Three categories of families are yet to be allocated new homes - those who were not present during the verification, those living in temporary shelters and those who started living in the slum after the survey was conducted.
Even among those who have been allocated new homes, there is a reluctance to leave the slum in Byrasandra. Narayanamma, a 44-year-old domestic worker works in an apartment near the slum and says it will be tough to continue her work by commuting from Marathahalli. She has five daughters and four dogs in her home. "This is the only home I have known and I wanted to continue living here," she says.
Narayanamma, a resident of the slum.
Residents in the slum are mostly employed in daily-wage work in and around Byrasandra. Men were employed in jobs like housekeeping, construction work and as security guards while women worked as cooks and cleaners in apartments nearby. The residents were mostly from different parts of Karnataka and from neighbouring states like Andhra Pradesh and Tamil Nadu.
Residents like Narayanamma managed to shift out of the slum into their new home in Marathahalli, but 84 families who are yet to be allocated new homes turned up at the slum development board office in Seshadripuram to protest.
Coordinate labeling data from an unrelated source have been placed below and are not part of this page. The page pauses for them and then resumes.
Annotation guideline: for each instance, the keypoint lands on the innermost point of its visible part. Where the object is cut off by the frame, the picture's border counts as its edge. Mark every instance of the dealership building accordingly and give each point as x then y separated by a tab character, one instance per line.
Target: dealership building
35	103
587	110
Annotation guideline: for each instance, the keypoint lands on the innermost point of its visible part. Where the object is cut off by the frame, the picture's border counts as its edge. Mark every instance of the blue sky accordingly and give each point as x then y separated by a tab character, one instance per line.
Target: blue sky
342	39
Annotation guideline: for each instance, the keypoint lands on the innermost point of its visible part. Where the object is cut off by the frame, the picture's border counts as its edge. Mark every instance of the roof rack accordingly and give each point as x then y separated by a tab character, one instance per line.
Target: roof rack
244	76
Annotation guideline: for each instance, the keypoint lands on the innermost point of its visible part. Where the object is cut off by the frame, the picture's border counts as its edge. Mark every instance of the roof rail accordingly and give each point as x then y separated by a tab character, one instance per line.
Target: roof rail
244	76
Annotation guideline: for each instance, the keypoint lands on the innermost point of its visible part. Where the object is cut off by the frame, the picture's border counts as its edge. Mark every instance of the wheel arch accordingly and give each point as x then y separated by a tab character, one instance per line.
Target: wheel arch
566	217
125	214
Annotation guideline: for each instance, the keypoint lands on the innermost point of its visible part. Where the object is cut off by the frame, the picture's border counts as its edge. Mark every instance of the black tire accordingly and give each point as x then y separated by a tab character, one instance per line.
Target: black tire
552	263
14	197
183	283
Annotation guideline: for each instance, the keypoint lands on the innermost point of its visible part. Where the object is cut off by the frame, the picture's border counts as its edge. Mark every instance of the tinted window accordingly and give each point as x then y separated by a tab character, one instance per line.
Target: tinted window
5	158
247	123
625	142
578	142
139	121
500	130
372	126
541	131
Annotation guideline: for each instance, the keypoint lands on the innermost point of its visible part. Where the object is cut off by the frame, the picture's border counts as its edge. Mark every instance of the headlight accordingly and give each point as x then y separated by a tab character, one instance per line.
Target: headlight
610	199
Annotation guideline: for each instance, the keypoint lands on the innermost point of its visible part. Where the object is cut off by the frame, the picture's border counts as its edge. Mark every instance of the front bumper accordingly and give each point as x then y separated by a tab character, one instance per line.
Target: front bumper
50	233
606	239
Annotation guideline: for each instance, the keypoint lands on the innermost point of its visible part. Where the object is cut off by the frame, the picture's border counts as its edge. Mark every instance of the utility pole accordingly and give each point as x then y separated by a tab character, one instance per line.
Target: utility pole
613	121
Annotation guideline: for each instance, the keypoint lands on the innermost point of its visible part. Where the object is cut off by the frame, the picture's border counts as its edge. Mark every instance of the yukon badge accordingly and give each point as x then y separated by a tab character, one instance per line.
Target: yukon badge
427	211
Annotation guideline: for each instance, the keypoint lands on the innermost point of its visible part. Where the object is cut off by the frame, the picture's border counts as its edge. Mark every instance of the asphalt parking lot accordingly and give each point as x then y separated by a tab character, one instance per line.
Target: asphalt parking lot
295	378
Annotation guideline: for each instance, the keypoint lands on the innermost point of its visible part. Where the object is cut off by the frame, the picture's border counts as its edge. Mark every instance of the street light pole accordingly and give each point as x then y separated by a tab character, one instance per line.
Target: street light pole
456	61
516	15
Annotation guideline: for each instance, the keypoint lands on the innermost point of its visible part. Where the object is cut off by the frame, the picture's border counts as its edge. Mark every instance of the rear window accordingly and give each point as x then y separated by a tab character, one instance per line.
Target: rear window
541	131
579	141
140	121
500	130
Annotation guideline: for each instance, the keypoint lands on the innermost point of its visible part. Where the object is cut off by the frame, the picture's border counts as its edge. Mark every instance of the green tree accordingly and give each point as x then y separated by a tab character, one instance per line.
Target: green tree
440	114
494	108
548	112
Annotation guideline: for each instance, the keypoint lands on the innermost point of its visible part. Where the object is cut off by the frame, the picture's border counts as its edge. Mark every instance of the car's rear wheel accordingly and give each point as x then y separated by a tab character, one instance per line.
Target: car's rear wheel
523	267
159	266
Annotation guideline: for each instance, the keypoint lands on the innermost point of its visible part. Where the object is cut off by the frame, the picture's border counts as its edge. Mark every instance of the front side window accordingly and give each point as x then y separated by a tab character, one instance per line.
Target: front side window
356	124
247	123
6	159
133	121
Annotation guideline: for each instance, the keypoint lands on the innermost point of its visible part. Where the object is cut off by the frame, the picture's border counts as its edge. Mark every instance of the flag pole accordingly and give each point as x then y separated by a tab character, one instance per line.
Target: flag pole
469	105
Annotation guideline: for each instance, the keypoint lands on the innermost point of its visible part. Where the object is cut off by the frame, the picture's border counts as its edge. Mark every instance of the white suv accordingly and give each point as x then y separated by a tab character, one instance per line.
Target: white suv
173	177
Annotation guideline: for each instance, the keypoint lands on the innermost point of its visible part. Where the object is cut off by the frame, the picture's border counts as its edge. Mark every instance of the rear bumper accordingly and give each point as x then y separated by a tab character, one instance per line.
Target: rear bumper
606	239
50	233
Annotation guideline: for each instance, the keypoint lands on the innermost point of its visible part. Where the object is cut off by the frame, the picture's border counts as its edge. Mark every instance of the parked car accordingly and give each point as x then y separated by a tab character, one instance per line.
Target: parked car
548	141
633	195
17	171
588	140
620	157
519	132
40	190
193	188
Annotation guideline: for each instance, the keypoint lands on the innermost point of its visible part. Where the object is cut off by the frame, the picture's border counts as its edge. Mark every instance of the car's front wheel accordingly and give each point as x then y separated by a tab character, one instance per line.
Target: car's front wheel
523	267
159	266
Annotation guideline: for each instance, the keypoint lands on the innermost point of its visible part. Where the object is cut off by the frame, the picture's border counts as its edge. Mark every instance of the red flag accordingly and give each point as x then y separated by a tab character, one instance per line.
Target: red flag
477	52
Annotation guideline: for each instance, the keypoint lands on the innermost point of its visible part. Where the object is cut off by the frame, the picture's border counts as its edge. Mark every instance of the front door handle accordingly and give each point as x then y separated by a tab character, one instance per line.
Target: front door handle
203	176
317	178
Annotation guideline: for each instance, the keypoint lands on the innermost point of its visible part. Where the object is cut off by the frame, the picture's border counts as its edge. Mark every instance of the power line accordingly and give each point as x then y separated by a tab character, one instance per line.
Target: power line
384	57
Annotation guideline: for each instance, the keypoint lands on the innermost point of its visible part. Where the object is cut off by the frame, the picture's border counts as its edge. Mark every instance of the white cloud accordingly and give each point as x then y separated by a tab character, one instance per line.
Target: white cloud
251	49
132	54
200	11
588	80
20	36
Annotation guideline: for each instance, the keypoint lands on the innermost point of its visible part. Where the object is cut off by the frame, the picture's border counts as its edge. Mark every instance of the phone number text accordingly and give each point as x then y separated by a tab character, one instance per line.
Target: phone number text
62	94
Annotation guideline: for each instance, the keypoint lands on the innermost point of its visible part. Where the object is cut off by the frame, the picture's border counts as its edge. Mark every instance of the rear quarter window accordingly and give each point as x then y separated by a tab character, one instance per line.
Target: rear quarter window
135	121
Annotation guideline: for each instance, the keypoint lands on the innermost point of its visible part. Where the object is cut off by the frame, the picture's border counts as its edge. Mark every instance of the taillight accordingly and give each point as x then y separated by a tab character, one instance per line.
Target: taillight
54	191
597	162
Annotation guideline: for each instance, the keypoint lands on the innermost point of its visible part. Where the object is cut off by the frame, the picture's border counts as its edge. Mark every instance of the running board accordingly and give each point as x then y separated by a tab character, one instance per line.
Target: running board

Even on Friday night, the protest by those rendered homeless by the demolition continued, with protesters asking officials to conduct a fresh survey and examine their documents again.
Families protest against demolition at Slum Development Board office, Sheshadripuram
KR Puram tahsildar Ajith Rai told TNM that the beneficiary list was finalised by the slum development board and the dispute is between the slum board and the residents. A slum development board official told TNM that the houses have been allotted after conducting multiple surveys and there will be no changes made to the list of beneficiaries. "We will look into this but we cannot allot houses to newcomers at the slum," says the official.
With the impasse between the residents and slum development board officials, the protests are set to continue on Saturday.